Friday, April 24, 2009

Modifying a mortgage? Don't pay a fee


NEW YORK (CNNMoney.com) -- Question 1. My husband went to company who claims they work with the mortgage company and negotiate on your behalf "for a fee." They claim we as homeowners cannot do this on our own. Now I am beginning to think we made a very big mistake. -- Worried in Florida

Unfortunately, it sounds like you've been conned.

First of all, if you need to modify your mortgage or you're having trouble making your monthly payments, your first phone call should be to your lender. These days lenders are instituting their own modification programs for troubled borrowers. You should not pay a "fee" to any company that says it can negotiate with your mortgage company.

My advice: call your lender and explain your situation.

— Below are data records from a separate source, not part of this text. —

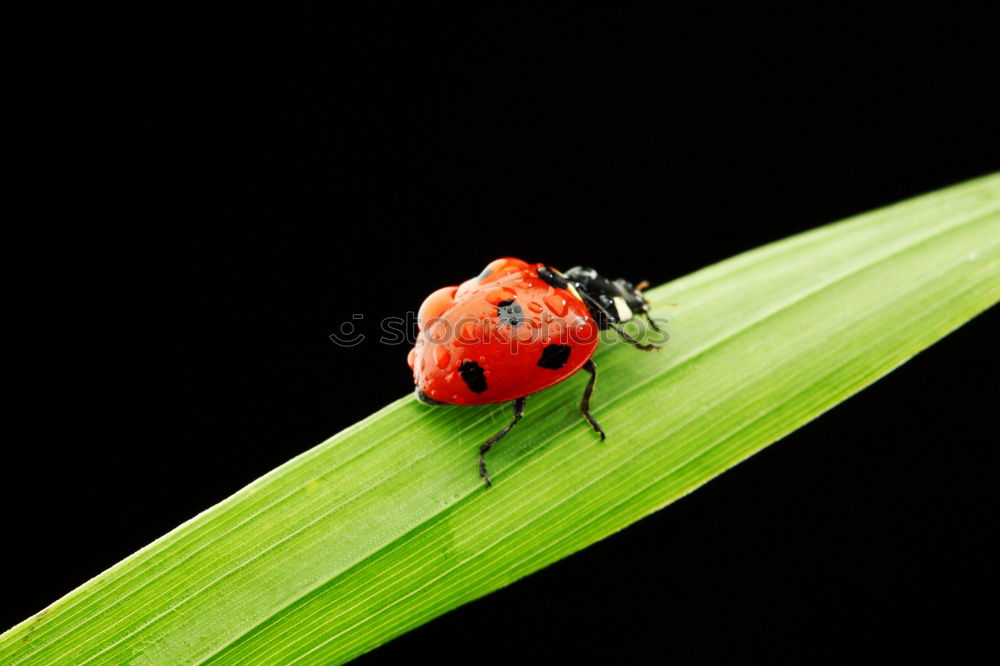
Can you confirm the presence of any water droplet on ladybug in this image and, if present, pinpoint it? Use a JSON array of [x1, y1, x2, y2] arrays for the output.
[[455, 321, 479, 346], [486, 287, 517, 305], [427, 321, 448, 342], [434, 345, 451, 370], [544, 293, 566, 317]]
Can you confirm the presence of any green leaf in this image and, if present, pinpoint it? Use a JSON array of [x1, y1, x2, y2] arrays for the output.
[[0, 174, 1000, 664]]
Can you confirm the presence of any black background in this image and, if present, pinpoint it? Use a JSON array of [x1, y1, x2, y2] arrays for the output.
[[0, 4, 1000, 664]]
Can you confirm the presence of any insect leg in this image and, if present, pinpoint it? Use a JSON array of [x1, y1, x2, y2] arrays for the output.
[[479, 398, 525, 488], [580, 359, 604, 442]]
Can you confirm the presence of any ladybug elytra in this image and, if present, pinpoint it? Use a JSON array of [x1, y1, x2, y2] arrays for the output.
[[407, 257, 659, 487]]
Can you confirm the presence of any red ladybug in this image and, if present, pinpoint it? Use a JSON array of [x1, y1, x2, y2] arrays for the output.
[[407, 257, 658, 486]]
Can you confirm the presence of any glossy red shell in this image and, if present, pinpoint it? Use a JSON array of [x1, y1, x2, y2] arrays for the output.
[[408, 257, 599, 405]]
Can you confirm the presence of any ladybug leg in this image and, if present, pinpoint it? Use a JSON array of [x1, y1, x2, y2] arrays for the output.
[[479, 398, 525, 488], [580, 359, 604, 442], [611, 324, 660, 351]]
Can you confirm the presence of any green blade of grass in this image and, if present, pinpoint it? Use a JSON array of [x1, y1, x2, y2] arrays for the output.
[[0, 174, 1000, 664]]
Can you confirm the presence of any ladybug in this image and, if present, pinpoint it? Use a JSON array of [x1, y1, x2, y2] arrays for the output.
[[407, 257, 659, 487]]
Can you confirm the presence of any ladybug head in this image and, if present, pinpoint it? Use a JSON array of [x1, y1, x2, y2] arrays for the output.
[[538, 266, 649, 329]]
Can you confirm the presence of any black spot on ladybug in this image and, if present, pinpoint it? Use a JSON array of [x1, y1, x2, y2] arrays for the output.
[[497, 301, 524, 328], [458, 361, 486, 393], [538, 345, 571, 370]]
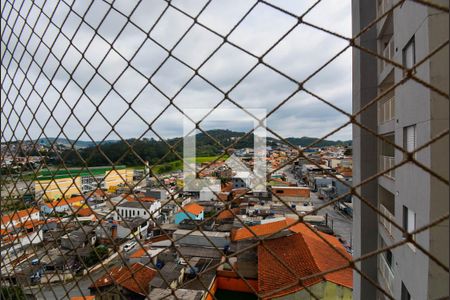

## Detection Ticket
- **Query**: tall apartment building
[352,0,449,300]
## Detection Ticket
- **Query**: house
[1,208,41,229]
[150,261,185,292]
[115,200,161,220]
[95,217,150,244]
[231,171,251,189]
[89,263,157,300]
[172,229,230,249]
[128,245,165,266]
[61,226,96,250]
[257,223,353,299]
[175,203,205,224]
[272,186,310,204]
[199,185,221,201]
[41,196,85,214]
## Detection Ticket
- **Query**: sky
[1,0,351,142]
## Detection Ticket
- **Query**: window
[385,250,392,269]
[403,125,416,152]
[403,205,416,250]
[403,37,416,69]
[401,282,411,300]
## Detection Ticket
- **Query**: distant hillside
[286,136,352,147]
[55,129,351,166]
[38,138,118,148]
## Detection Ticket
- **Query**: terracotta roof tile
[232,218,295,241]
[77,207,94,217]
[179,203,205,216]
[2,208,39,226]
[216,207,239,220]
[90,263,157,296]
[258,224,353,298]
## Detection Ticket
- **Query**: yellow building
[34,166,133,200]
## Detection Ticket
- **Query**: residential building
[352,0,449,299]
[1,208,41,229]
[115,200,161,220]
[175,203,205,224]
[89,263,157,300]
[34,166,133,200]
[272,186,310,203]
[257,223,353,300]
[41,196,85,214]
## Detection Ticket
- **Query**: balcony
[380,155,395,179]
[378,204,394,237]
[378,0,394,16]
[380,37,395,72]
[378,96,395,125]
[378,254,394,295]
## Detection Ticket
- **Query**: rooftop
[258,224,353,298]
[232,218,295,241]
[37,166,126,180]
[179,203,205,215]
[89,263,157,296]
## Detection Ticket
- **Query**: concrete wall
[352,0,378,299]
[353,0,449,299]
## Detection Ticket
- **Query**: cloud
[1,0,351,142]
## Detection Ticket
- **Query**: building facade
[352,0,449,300]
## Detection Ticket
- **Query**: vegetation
[61,130,246,172]
[0,286,26,300]
[84,245,109,267]
[286,136,352,147]
[152,155,228,174]
[21,129,351,173]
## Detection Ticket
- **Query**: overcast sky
[1,0,351,142]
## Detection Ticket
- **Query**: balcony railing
[381,38,395,71]
[380,155,395,179]
[378,96,395,124]
[378,254,394,295]
[378,0,394,16]
[378,204,394,236]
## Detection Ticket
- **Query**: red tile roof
[45,196,85,208]
[2,208,39,226]
[258,224,353,299]
[70,296,95,300]
[216,207,239,220]
[139,197,156,202]
[90,263,157,296]
[77,207,94,217]
[180,203,205,216]
[222,182,233,193]
[231,218,295,241]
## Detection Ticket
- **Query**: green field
[152,155,228,174]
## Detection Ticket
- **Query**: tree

The government also has its own mortgage modification program that lenders are signing onto. For information go to makinghomeaffordable.gov. In the meantime, report the company that you've been using to your local Better Business Bureau and give a call to your local state Attorney General. .

Question 2. Can you give me the pros and cons of a reverse mortgage? I am 62 years old and wondering if this is good to do. -- Marlene

A reverse mortgage is a loan where your home equity is converted into cash that you receive either as a lump sum, a monthly payment or line of credit.

The loan doesn't need to be repaid if you continue to live in the home. But if you move, the debt must be repaid - with interest.

If you die, your heirs can elect to sell the house to repay the loan.

Reverse mortgages are most beneficial if you own your home or have a small amount left to pay on the original mortgage.

Reverse mortgages are also best for people who want to remain in their home for the long term. If you're looking to move in two or three years, a reverse mortgage may not be right for you.

One of the biggest downsides of a reverse mortgage: fees can be high. You are required to get counseling before buying this product. Contact the Housing Counseling Clearinghouse at 800-569-4287 to find a lender in your area. Or go to AARP.org for a more comprehensive look at these products.

Question 3. I filed my 2008 taxes in February and was told I was not eligible for the first time homebuyers tax credit because the program began on April 10th 2008. I had closed on my home in mid-March. Is there any way that I can still receive the tax credit? -- Brian, New Jersey

Sadly, you won't be able to get this credit.

You can claim this credit only if you bought your home between April 8th of last year through January of 2010.

There are other caveats too. For example, to claim this credit you have to be a first-time homebuyer -- meaning you can't have owned a principle property in the three years leading up to the purchase.